10 Apr 2014
15:00–17:00

Venue: NULL

Organization: Geneva Environment Network

The twenty-first session of the Conference of the Parties to the UNFCCC and the eleventh session of the Conference of the Parties serving as the meeting of the Parties to the Kyoto Protocol are expected to take place from 30 November to 11 December 2015, in Paris, France.

The meeting will mark a decisive stage in negotiations on the future international agreement on a post-2020 regime, and will, as agreed in Durban, adopt the major outlines of that regime. By the end of the meeting, for the first time in over 20 years of UN negotiations, all the nations of the world, including the biggest emitters of greenhouse gases, will be bound by a universal agreement on climate. In order for the agreement to come into effect in 2020, at the end of the second commitment period of the Kyoto Protocol, subsequent COP meetings will work on finalizing its details.

For the preparation of this Conference, France is working in close consultation with Poland and Peru – the host countries in 2013 and 2014 – and with the international community and all civil society players. The French presidency is already totally galvanized to ensure an ambitious, fair, global climate agreement is reached in Paris in 2015, in order to limit global warming.

The French ambassador for climate negotiations, H.E. Jacques Lapouge, who will be in Geneva on Thursday 10 April, has issued a rallying call for both the public and private to work towards climate abatement ahead of the 2015 global climate conference in Paris.

An information session on the preparations of the UNFCCC COP21 by the French Ambassador for Climate Negotiations, took place at the International Environment House II. This event is organized in the framework of the Geneva Environment Network, in collaboration with the French Government.

Agenda

15:00
Coffee & Tea

15:15
Welcome and introduction (French and English)
Jan DUSIK, Director, UNEP Regional Office for Europe

15:20
Preparations and major challenges of the UNFCCC COP 21/ CMP 11 (French)
H.E. Jacques LAPOUGE, French Ambassador for Climate Negotiations

16:00
Question-and-answer session (French and English)

17:00
End 

Opening remarks

Before introducing COP21 taking place in Paris in 2015, Jan Dusik remind the participants that three major climate change events/milestones are taking place this year.
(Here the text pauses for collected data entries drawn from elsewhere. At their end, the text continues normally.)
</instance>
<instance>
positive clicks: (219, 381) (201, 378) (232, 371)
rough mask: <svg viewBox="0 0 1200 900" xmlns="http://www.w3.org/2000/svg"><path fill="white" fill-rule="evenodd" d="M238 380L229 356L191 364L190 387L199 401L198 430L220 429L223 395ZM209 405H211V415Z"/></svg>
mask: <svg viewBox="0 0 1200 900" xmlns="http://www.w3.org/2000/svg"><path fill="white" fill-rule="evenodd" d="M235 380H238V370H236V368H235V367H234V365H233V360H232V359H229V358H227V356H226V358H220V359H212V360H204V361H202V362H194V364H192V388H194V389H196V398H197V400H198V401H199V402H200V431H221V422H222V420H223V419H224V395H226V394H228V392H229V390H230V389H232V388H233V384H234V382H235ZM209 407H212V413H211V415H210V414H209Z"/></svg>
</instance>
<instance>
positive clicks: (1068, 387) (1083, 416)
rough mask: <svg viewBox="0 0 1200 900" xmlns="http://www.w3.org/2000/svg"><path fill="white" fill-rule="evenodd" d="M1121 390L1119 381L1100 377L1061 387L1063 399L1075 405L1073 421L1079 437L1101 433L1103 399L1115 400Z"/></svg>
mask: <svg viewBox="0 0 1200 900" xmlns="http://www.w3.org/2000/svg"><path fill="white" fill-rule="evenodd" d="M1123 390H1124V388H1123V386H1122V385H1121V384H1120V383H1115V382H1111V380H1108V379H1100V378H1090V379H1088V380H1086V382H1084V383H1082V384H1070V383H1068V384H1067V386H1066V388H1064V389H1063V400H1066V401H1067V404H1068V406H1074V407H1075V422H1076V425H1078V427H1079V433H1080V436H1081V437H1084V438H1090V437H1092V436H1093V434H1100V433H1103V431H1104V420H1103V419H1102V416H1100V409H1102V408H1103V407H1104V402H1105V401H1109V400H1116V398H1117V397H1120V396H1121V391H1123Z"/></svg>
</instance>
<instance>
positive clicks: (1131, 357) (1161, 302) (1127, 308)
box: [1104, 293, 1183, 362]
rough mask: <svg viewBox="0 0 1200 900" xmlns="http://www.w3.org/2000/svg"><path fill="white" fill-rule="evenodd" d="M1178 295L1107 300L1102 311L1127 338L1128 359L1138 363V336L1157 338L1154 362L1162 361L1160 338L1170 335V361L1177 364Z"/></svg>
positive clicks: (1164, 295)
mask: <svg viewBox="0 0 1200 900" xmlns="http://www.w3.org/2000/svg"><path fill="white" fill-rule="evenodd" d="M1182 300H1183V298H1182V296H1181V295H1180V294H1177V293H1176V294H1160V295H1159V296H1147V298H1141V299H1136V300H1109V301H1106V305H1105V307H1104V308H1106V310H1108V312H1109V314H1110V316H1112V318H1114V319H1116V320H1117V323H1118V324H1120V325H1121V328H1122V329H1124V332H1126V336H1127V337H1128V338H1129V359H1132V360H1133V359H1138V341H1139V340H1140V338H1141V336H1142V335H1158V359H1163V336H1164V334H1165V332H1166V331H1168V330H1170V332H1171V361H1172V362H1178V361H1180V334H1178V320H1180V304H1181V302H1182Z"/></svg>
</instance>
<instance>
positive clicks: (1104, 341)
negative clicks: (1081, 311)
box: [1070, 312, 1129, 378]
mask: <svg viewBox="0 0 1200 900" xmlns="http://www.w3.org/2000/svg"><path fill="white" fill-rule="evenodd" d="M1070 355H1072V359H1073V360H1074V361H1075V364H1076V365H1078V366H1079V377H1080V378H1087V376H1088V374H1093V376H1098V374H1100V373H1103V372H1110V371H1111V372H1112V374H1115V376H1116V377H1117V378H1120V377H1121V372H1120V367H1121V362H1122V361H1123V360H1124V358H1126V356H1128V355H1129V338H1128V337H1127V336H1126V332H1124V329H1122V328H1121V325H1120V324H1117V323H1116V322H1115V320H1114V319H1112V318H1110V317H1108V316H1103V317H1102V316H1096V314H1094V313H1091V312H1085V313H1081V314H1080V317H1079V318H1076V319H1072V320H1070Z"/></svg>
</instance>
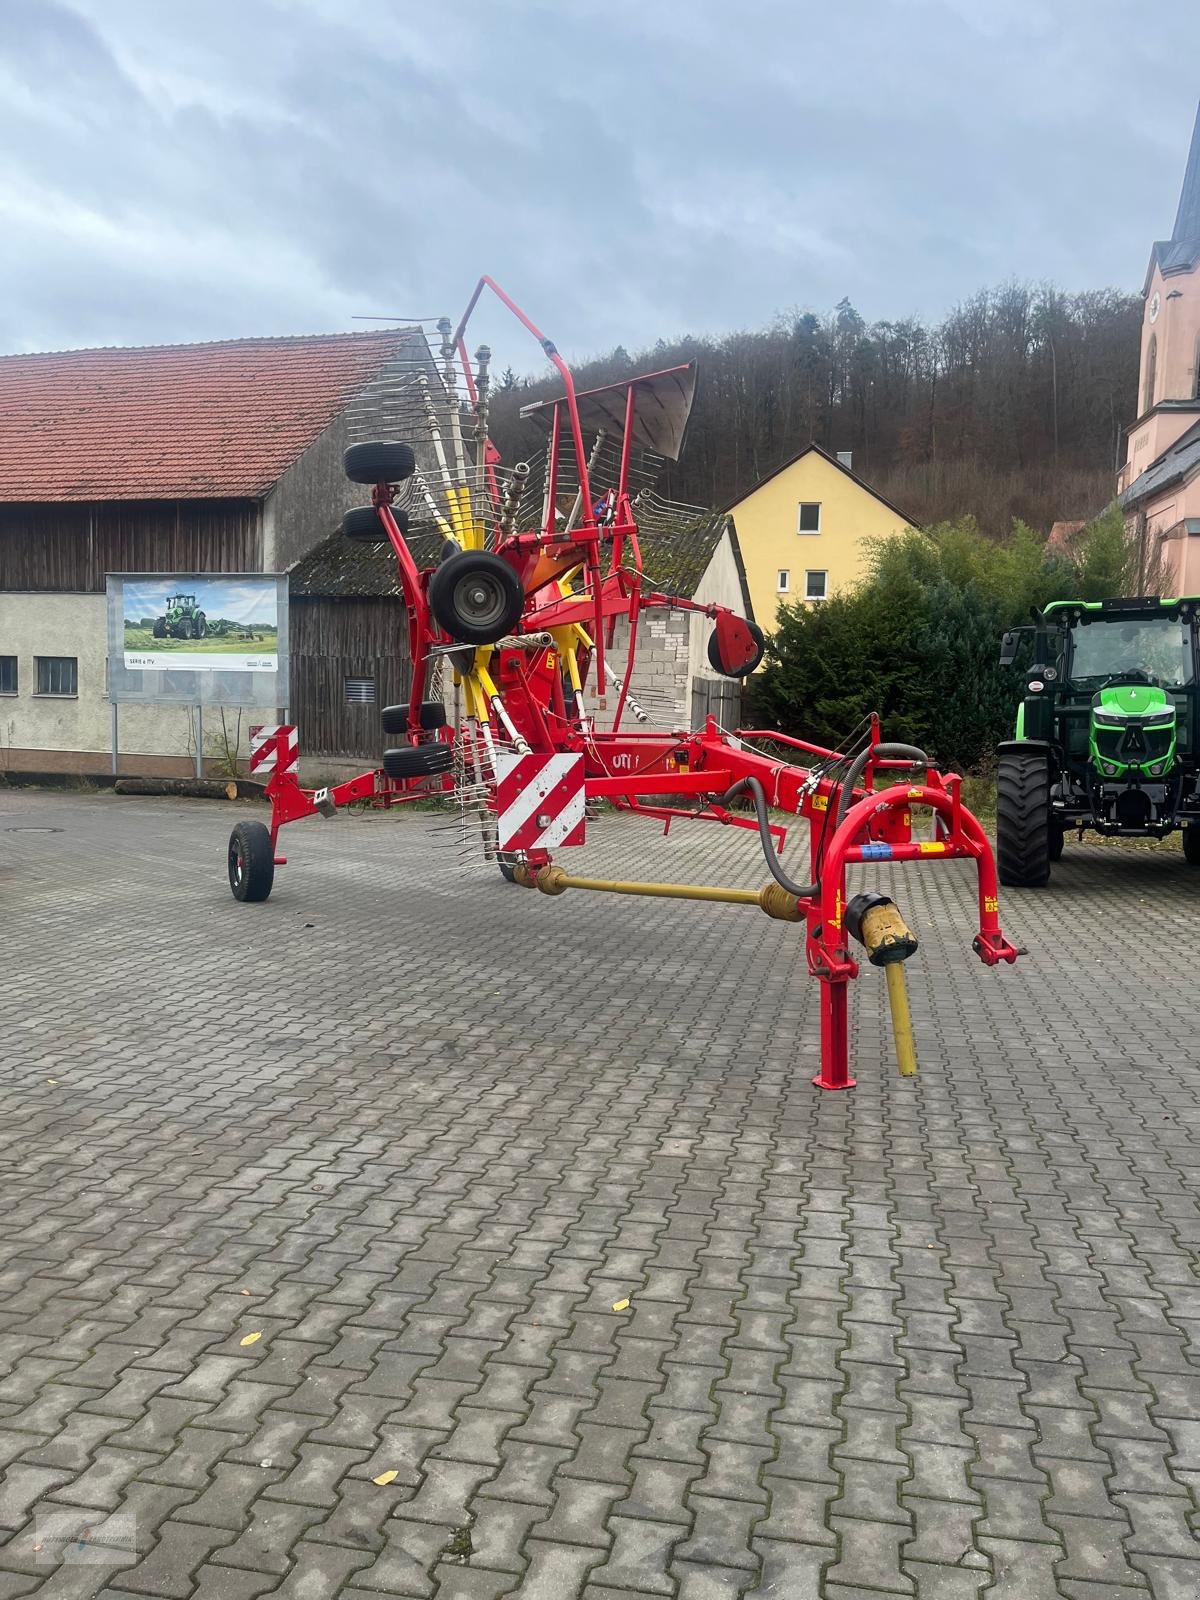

IPCC Fifth Assessment Report

The IPCC Fifth Assessment Report (AR5) is being launched this year. It will provide a clear view of the current state of scientific knowledge relevant to climate change. The conclusions of the first working group on the physical science basis were presented at the end of last year, at the Internatinal Environment House. IPCC met in Japan last month to finalize working group II contribution on impacts, adaptation and vulnerability, and are meeting now in Berlin to consider working group III contribution on mitigation.

United Nations Secretary-General Climate Summit

Another important event taking place this year is the United Nations Secretary-General Climate Summit in September 2014. This event is an integral part of his strategy to engage leaders and advance climate action and ambition, drawing on his global convening power and harnessing the full strength of the UN system, working in partnership with all sectors of society. The Summit will serve as a public platform for leaders at the highest level – all UN Member States, as well as finance, business, civil society and local leaders from public and private sectors – to catalyze ambitious action on the ground to reduce emissions and strengthen climate resilience and; and to mobilize political will for an ambitious global legal agreement by 2015 that limits the world to a less than 2-degree Celsius rise in global temperature. The Summit is intended to be a solutions-focused Summit that is separate from, but complementary to, the UNFCCC negotiating process. It aims to provide evidence that leaders across sectors and at all levels are taking action, thus expanding the reach of what is possible today, in 2015, and beyond.

More information on: http://www.un.org/climatechange/summit2014/

Climate Change COP20

The last major event taking place this year is the Climate Change COP20 taking place in Lima in December.

Climate Change COP21

For the preparation of the Climate Change COP21 conference, to be held in Paris, France is working in close consultation with Poland and Peru – the host countries in 2013 and 2014 – and with the international community and all civil society players. The French presidency is already totally galvanized to ensure an ambitious, fair, global climate agreement is reached in Paris in 2015, in order to limit global warming. 

Discussion

Following questions and remarks from DRC, Egypt, Sierra Leone, WMO, WWF international, H.E. Jacques Lapouge provided additional information on various topics, including on the Copenaghen experience (logistics – transport and accomodation of developping countries), the negotiations process (blocks trust), the issue of co-chairs changing after Lima, the Green Climate fund, the links with Post-2015  process and SDGs, the inclusiveness of the process, financing the poorest countries, inovating financing, long term vision and ambition of the agreement, broad mobilazation, public/private financing, 30 years anniversary of the the Villach conference and decision to create IPCC, technology transfer and financing, specific results from Warsaw COP.